Note that MMUL_KERNEL is not completely general. It assumes that the input device arrays have dimensions that are valid for a matrix multiply, and that they are multiples of 16. To make this kernel completely general, we would need to insert clean-up code to handle partial blocks.
Using the PGI CUDA Fortran compiler
You can download a version of this matrix multiply example to compile and execute using the PGI 9.0-4 or higher Fortran compiler. Note that PGI CUDA Fortran does not require a new or separate compiler; the new language features and CUDA Fortran programming model are supported by the same PGI Fortran compiler you have probably used previously. It functions either as a standard F95/03 compiler or as a CUDA Fortran compiler, allowing you to incrementally add CUDA Fortran to large existing Fortran programs you already build with the PGI compilers.
When you download the example you will see a single matmul.CUF file. Files with a .cuf extension are treated by the PGI compiler as Fortran source files that may include CUDA Fortran extensions; .CUF files are the same, but are pre-processed. Alternatively, you can use CUDA Fortran extensions in standard .f or .F files, but in that case you must use the -Mcuda option on the PGI Fortran command line.
Presuming you have a suitable release of NVIDIA CUDA installed, and have installed the PGI 9.0-4 or higher PGI Fortran 95/03 compiler, compiling and executing on a system with a CUDA-enabled GPU is as simple as:
% pgfortran -fast matmul.CUF % a.out arrays sized 512 by 1024 by 512 calling mmul Kernel time excluding data xfer: 3128.000 microseconds Megaflops excluding data xfer: 85816.96 Total time including data xfer: 84462.00 microseconds Megaflops including data xfer: 3178.180 No errors found %
Obviously there is a driver program and some timing calls inserted in the downloadable example, but the source code for both the host subroutine and the kernel are identical to those listed above.

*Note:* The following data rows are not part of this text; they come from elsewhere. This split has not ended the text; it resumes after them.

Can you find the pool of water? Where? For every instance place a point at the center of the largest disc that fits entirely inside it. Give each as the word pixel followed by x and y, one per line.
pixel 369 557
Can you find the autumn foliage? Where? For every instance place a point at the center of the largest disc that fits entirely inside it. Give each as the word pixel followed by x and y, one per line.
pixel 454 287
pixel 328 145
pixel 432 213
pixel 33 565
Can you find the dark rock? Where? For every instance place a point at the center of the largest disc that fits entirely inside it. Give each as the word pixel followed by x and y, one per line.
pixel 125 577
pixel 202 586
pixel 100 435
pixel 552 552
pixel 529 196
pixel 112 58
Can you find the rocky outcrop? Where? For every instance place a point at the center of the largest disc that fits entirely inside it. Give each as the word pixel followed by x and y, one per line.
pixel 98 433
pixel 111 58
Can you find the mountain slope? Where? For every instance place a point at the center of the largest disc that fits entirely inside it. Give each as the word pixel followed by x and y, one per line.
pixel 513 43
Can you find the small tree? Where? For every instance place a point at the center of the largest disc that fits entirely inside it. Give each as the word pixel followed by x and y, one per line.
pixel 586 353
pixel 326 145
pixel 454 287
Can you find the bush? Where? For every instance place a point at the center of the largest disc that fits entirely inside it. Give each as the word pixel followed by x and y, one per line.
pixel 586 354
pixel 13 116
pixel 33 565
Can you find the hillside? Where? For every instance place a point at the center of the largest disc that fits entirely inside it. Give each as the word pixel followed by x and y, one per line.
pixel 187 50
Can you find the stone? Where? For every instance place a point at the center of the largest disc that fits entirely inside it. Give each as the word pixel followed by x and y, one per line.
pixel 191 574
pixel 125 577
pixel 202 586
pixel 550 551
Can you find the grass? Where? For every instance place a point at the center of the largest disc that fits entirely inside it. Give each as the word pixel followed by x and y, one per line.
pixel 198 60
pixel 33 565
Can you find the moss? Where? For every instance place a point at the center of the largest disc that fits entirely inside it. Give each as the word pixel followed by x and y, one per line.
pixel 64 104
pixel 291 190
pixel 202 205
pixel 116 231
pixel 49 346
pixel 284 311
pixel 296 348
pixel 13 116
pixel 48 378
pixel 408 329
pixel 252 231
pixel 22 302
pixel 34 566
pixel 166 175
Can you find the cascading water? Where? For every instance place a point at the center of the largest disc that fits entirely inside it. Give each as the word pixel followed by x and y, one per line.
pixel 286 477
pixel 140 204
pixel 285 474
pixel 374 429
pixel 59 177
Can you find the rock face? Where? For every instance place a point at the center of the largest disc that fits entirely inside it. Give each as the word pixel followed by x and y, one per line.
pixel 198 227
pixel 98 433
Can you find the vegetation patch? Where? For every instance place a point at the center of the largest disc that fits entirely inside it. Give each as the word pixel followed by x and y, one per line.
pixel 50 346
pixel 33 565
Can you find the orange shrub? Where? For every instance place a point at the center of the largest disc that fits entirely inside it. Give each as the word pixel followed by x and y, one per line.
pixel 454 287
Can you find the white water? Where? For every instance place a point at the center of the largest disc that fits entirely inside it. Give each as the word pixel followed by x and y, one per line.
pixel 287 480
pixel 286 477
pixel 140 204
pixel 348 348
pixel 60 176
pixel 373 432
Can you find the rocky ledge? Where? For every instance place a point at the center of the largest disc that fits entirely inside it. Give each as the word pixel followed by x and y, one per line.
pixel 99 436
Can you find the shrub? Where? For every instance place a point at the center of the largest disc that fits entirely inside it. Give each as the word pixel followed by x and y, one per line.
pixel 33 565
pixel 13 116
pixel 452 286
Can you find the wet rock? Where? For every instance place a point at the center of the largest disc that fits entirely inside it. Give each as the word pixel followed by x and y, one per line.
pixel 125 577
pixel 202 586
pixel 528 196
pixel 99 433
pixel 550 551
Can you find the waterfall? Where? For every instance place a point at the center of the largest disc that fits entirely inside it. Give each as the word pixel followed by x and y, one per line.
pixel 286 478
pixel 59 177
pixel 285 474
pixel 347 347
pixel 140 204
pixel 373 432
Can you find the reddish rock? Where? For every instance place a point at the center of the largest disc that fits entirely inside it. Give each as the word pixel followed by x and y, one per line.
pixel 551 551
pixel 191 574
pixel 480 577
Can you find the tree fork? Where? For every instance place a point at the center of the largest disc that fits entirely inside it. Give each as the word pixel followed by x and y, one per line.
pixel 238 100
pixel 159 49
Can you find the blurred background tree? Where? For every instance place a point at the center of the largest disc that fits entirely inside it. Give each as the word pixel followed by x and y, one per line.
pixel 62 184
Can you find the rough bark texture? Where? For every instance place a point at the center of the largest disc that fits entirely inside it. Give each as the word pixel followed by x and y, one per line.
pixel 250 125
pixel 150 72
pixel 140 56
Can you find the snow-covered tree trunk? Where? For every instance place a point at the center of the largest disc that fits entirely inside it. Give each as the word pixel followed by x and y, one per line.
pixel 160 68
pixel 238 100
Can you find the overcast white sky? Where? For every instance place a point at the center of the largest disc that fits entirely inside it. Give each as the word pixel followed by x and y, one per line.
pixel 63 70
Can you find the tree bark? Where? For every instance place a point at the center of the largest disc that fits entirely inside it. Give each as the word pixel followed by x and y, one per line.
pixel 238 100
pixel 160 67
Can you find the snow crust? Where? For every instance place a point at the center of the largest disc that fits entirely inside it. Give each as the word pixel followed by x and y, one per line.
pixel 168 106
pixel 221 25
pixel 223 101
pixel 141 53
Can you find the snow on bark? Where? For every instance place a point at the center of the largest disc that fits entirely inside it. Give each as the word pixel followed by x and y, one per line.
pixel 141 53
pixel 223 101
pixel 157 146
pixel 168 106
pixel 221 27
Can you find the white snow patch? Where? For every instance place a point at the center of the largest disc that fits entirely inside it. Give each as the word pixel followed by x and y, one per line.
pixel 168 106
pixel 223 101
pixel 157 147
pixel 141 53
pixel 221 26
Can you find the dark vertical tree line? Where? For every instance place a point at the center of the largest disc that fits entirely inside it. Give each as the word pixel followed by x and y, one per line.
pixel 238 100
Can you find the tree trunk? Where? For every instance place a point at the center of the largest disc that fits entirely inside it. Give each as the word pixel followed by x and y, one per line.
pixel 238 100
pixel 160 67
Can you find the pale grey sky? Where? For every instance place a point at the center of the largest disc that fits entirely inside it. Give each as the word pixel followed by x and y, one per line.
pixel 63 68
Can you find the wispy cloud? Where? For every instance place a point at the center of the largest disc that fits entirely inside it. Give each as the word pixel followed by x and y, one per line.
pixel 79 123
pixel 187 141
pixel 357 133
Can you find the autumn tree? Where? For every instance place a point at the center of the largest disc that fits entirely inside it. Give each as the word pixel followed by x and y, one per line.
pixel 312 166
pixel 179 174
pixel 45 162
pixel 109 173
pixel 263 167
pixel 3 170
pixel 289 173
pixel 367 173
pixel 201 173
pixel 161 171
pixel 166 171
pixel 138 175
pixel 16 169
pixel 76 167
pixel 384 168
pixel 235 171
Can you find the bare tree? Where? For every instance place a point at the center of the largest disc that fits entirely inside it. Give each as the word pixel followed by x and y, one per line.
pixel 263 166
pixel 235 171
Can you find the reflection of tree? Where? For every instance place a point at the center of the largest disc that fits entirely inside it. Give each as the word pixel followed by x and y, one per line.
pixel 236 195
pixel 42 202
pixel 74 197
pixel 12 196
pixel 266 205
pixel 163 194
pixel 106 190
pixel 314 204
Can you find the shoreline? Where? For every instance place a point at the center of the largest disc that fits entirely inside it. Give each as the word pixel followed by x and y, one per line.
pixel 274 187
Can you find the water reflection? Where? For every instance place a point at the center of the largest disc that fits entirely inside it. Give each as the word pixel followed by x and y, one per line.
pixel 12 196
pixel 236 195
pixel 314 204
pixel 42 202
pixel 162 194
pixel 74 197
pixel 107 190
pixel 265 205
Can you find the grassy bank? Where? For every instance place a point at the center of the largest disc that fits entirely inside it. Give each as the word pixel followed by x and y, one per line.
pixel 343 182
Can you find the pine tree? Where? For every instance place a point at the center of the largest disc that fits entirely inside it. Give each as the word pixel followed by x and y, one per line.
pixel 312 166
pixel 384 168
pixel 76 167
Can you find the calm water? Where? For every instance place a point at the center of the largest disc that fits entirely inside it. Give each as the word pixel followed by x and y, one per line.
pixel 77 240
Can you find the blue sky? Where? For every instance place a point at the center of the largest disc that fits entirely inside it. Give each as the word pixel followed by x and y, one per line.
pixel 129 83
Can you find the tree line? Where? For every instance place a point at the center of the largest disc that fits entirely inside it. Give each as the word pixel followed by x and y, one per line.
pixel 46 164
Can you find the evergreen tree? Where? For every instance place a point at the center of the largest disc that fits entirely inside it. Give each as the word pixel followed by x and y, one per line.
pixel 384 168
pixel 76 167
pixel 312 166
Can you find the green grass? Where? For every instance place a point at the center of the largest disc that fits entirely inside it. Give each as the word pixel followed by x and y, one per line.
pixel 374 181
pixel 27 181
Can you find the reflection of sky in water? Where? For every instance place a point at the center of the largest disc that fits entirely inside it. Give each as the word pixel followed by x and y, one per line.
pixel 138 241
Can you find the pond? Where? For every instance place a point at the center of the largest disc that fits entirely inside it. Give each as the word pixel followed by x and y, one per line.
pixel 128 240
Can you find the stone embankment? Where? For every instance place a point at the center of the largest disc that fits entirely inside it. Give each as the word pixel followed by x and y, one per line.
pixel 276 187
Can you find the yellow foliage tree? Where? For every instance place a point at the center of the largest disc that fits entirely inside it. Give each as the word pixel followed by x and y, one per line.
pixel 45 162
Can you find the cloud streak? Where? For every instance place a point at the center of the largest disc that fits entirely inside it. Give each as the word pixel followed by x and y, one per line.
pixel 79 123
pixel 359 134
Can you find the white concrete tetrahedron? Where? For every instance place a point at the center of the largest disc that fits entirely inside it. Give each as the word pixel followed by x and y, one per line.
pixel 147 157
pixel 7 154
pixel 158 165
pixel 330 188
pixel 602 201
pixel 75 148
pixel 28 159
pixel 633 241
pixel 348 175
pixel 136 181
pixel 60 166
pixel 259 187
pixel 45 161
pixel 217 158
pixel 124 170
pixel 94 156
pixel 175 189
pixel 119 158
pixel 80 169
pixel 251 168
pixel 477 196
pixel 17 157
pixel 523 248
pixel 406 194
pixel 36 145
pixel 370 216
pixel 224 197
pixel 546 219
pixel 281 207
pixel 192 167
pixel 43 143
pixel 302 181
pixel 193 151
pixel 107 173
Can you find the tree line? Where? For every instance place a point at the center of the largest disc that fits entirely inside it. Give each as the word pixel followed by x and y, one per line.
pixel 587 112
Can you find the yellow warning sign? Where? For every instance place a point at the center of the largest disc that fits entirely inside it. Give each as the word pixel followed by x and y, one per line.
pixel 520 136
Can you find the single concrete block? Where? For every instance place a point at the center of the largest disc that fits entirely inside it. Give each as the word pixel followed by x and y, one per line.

Together, MMUL and MMUL_KERNEL implement a complete matrix multiplication algorithm in CUDA Fortran. Note that there is only one blocked loop, in the kernel. Normally a simple matrix multiplication involves three nested loops, something like this:
do i = 1, N do j = 1, L do k = 1, M C(i,j) = C(i,j) + A(i,k) * B(k,j) enddo enddo enddo
In creating the CUDA Fortran implementation, the i loop and the j loop become implicit in the MMUL_KERNEL launch. Logically, the CUDA Fortran programmer thinks as if N * L instances of the inner loop will execute simultaneously. They will in fact be executed by different threads, scheduled in groups (thread-blocks) on each CUDA multi-processor. N and L are used to calculate the number of thread-blocks to be used, and the number of threads that will exist in each thread-block.
To ensure efficient use of memory bandwidth and CUDA shared memory, the MMUL_KERNEL itself is designed so that threads within an executing thread-block used shared local data structures and perform main memory accesses of data that will be used by the given thread and the other threads in its thread-block. This eliminates redundant accesses to device memory by the threads in a thread-block, and allows the memory accesses to be grouped by the NVIDIA hardware into efficient multi-word transfers from device memory into shared memory.
This basic introduction to PGI CUDA Fortran should give you a flavor of how the programming model works, and how to compile and execute a program. See the CUDA Fortran Programming Guide and Reference for complete details on the CUDA Fortran programming language and PGI CUDA Fortran features and capabilities.